Lucas lived in the park for five years, so has a great knowledge of it. He has the only permanent camping set-up within a Victorian National Park, and High Spirit has exclusive use. There is no electricity all night light comes from candles and the campfire.
The sleeping tent is made from old army tents and is 40m by 40m square. It holds 13 bunks with sheets, blankets and pillows, but there is the option of sleeping under the stars in a swag.
There is a dining room which doubles as a chill-out area made from canvas, resembling a Bedouin tent.
The kitchen is made from an army tent, complete with a BYO bar area. Lucas prepares the meals, and everyone pitches in with preparation and washing up. Most meals are accompanied by a camp oven damper!
Water for showering is heated in a barrel by a wood fire. There is one shower, and it has no curtain. The bush sauna tent is 2m by 4m, made from truck tarpaulins over a bush frame. A fire is lit under a 44-gallon drum of water, and when it's boiling, steam is pumped into the tent past eucalyptus leaves, so giving a fresh and energising smell.

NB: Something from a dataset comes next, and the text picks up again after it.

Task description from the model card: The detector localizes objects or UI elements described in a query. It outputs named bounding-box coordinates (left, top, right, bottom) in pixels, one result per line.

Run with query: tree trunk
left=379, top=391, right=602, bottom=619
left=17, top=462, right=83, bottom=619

Lake Moora Moora Reservoir is a fresh lake and can be very cold, but Lucas usually jumps in and others follow.
There are long Canadian canoes for paddling in the peaceful waters, with a grand mountain backdrop and just the sound of native birds as company.
The park's dirt tracks are a cyclist's paradise. The best ones are about five kilometres away from camp, and the bikes are taken there by trailer. The views are quite wonderful.
Sitting around the bushfire swapping stories is a highlight of the day. Lucas plays a mean didgeridoo and also has PVC pipes, which are good for people to try emulating the haunting sound.
Word is that the highlight is having a bush sauna, jumping in the extremely cold lake and covering yourself with 400-million-year-old mud. It's good for exfoliation and, Lucas says, a load of fun.
Most of High Spirit's customers are international backpackers usually around half from the UK and the rest made up of Dutch, Germans, Swiss, Canadians and Americans. They are all looking for the same thing wide open spaces, no phones, no television, electricity, planes or cars.